The latest from director Stephen Frears ("High Fidelity") opens in England, with Queen Elizabeth II (Helen Mirren, who won an Oscar for her efforts) in preparation for a meeting with new prime minister Tony Blair (Michael Sheen, "Underworld"), who goes into the meeting feeling rather intimidated. Shortly after, tragedy strikes and Princess Diana is killed in a car crash (recreated here in a manner that thankfully is subtle and cuts away before the actual crash), but with newsreel footage of Diana mixed in.)
Going forward with the belief that Diana is no longer a member of the royals (who never exactly welcomed her), the Royal family does not speak to the public and believes that this should be a private family matter. However, the rest of the world mourns and is deeply shocked and saddened by the loss. As the days pass by, the public begins to grow angry that the royals have done nothing to address Diana's untimely passing.
Blair continually presses the Queen to respond to Diana's passing, but the Queen stubbornly persists with tradition and, despite her nature, he still keeps trying to alert her to the fact that she has fallen out of touch with the people. Eventually, he informs her that polls show that a large part of the public has turned against the monarchy. It is then that Elizabeth finally begins to realize that she must break from the traditions that she has known all her life.
"The Queen" offers a series of remarkable performances, although none quite as impressive as Mirren, who truly becomes Elizabeth in a way that's not showy - it just is.
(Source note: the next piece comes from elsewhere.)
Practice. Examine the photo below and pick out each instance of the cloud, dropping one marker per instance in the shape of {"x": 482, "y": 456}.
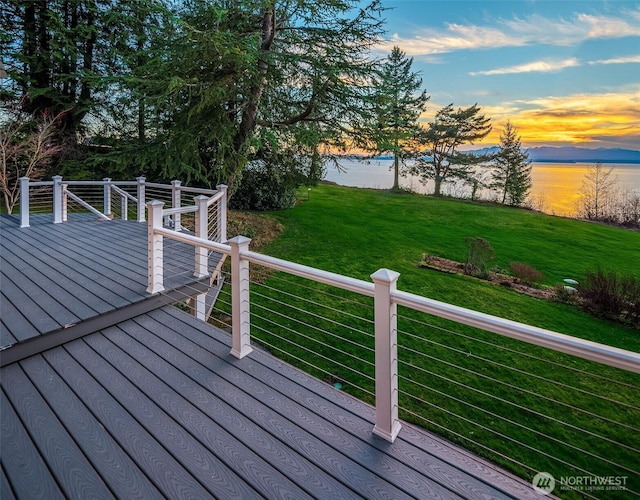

Mirren carries herself and presents herself in a royal manner quite accurately, but does an expert job showing the character's inner turmoil. Sheen's performance as the boyish Blair is also quite engaging and sympathetic.
"The Queen" also remains a surprisingly swift, tight picture. With moments of light (but appropriate) humor occasionally added in and a swift running time of about 100 minutes, the picture feels like about an hour. Overall, "The Queen" is an excellent look into what may have occured in the lives of these figures during this tragic week. The film is light on plot, but is highly engaging, especially thanks to a series of terrific performances - especially Mirren's Oscar-winning effort as the Queen.
VIDEO: "The Queen" is presented by Miramax in 1.85:1 anamorphic widescreen. This was an enjoyable, above-average presentation, but a few concerns kept it from reaching a higher level of quality. Sharpness and detail were reasonably good for the most part, but a few scenes here-and-there appeared slightly softer than the rest. As for other concerns, some noticable edge enhancement appeared in a few scenes, as did some traces of artifacting. The elements appeared in great shape, with no print flaws spotted at all. Colors appeared mildly subdued, but still seemed accurate and natural. Black level looked solid, while flesh tones were spot-on. This was a satisfactory presentation, but some problems did present themselves.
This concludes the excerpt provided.